Ne pas oublier l’après entretien : formaliser, suivre et outiller la démarche

L’entretien de fin de carrière ne s’arrête pas à l’échange oral : sa valeur RH et juridique dépend largement de ce qui en est fait ensuite.

Le compte rendu obligatoire et sa valeur juridique

Un compte rendu doit systématiquement être rédigé à l’issue de l’entretien, puis signé par les deux parties. Ce document formalise les échanges, les engagements pris de part et d’autre, et sert de preuve en cas de contrôle ou de contentieux. Rappelons qu’en 2022, 164 millions d’euros ont été versés par 1 748 établissements au titre des abondements correctifs liés à des entretiens professionnels non tenus, pour plus de 54 000 salariés concernés un rappel concret du coût financier et humain d’un mauvais pilotage de ces obligations.

Ce compte rendu doit être conservé et facilement accessible : en cas de contrôle de l’inspection du travail, l’employeur doit être en mesure de démontrer que l’obligation a bien été respectée, entretien par entretien, sur l’ensemble de l’effectif concerné.
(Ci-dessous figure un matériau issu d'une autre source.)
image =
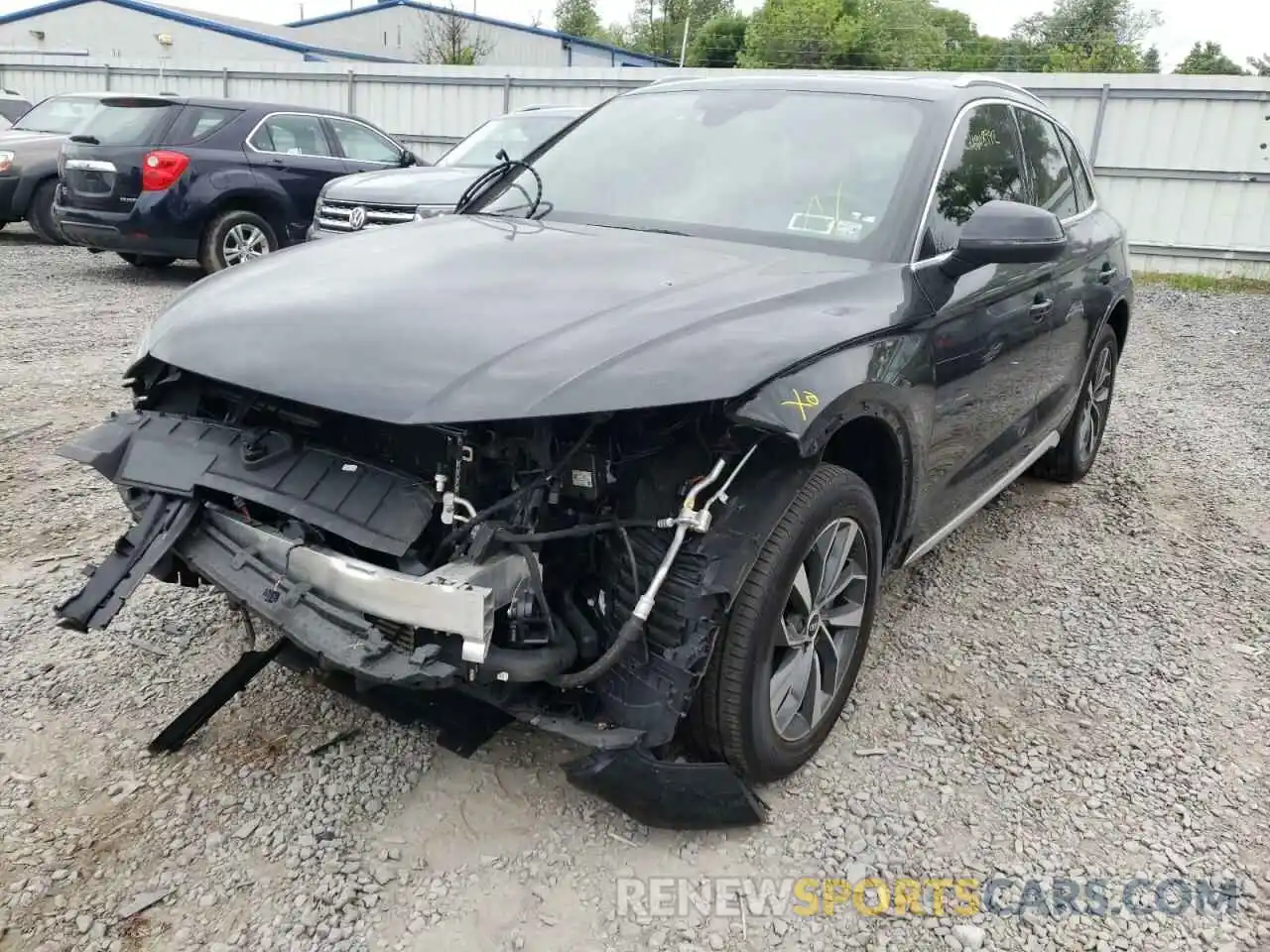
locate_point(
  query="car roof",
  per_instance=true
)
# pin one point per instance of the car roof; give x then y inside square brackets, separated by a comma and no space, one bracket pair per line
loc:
[244,104]
[952,87]
[550,111]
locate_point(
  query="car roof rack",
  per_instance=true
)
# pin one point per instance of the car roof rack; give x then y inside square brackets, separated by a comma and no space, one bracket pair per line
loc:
[979,80]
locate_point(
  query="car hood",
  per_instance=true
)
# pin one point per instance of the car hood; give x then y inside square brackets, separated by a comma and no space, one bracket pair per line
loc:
[417,185]
[465,317]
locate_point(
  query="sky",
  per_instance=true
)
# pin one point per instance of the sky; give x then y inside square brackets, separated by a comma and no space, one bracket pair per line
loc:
[1242,27]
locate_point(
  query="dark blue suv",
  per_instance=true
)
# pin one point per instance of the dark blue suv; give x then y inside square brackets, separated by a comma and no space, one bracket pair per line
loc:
[164,178]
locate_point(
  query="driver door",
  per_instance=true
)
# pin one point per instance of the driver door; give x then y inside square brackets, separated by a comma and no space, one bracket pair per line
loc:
[989,340]
[362,148]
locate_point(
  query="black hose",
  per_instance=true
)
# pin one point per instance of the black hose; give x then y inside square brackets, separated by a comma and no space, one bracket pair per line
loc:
[540,592]
[531,665]
[540,664]
[588,529]
[627,636]
[580,627]
[458,535]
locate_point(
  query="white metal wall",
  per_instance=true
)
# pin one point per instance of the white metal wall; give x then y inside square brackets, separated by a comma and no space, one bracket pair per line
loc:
[1184,162]
[112,33]
[397,32]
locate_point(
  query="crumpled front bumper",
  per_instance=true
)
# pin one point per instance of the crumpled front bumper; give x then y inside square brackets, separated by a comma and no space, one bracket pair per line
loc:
[329,604]
[324,601]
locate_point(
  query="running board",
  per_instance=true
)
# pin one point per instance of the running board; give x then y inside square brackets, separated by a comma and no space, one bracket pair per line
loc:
[993,492]
[189,722]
Relier l’entretien à la GPEC et au plan de formation

Les informations recueillies pendant l’entretien de fin de carrière n’ont de valeur que si elles nourrissent les outils RH existants. Les besoins de transmission identifiés doivent alimenter la cartographie des compétences critiques dans le cadre de la démarche GPEC, tandis que les besoins de formation exprimés doivent être intégrés au plan de formation de l’année. Cette articulation évite que l’entretien reste une donnée isolée, déconnectée du pilotage RH global de l’entreprise.

Pourquoi un logiciel d’entretien facilite la conformité et la traçabilité

Piloter manuellement des dizaines, voire des centaines d’entretiens de fin de carrière en identifiant les bons profils, en respectant les délais légaux et en centralisant les comptes rendus signés devient rapidement ingérable au-delà d’un certain effectif. Un logiciel d’entretien dédié permet d’automatiser le repérage des salariés concernés par la fenêtre des 58-60 ans, de générer des trames conformes au nouveau cadre légal et de conserver une traçabilité complète des campagnes menées.

Skeely propose ainsi une trame spécifique pour l’entretien de fin de carrière, directement reliée aux modules GPEC et formation : les besoins de transmission et de formation identifiés lors de l’entretien alimentent automatiquement le suivi des compétences, sans ressaisie manuelle. Cette continuité entre l’entretien et le pilotage RH global est précisément ce qui distingue un outil dédié d’un simple document Word ou Excel, tout en sécurisant la conformité vis-à-vis de la loi Séniors.

FAQ : l’entretien de fin de carrière

L’entretien de fin de carrière est-il obligatoire pour toutes les entreprises ?

Oui. Depuis la loi n° 2025-989 du 24 octobre 2025, l’obligation s’applique à toutes les entreprises du secteur privé, quelle que soit leur taille, dès lors qu’un salarié atteint la fenêtre des deux années précédant son 60ᵉ anniversaire. Les entreprises couvertes par un accord collectif disposent d’un délai jusqu’au 1ᵉʳ octobre 2026 pour se mettre en conformité.

À partir de quel âge l’employeur doit-il proposer cet entretien ?

L’entretien doit être proposé lorsque le premier entretien de parcours professionnel du salarié intervient dans les deux années précédant son 60ᵉ anniversaire, soit généralement entre 58 et 60 ans. C’est ce jalon d’âge, précisé par la loi Séniors, qui déclenche l’ajout du volet spécifique sur le maintien dans l’emploi et la retraite progressive.

Que risque un employeur qui ne propose pas cet entretien ?

Le non-respect de l’obligation d’entretien expose l’employeur à un abondement correctif du compte personnel de formation du salarié concerné, comparable au dispositif déjà en vigueur pour l’entretien professionnel classique. En 2022, ce type de manquement a représenté 164 millions d’euros versés par près de 1 750 établissements, un signal fort sur le coût réel d’un pilotage RH défaillant.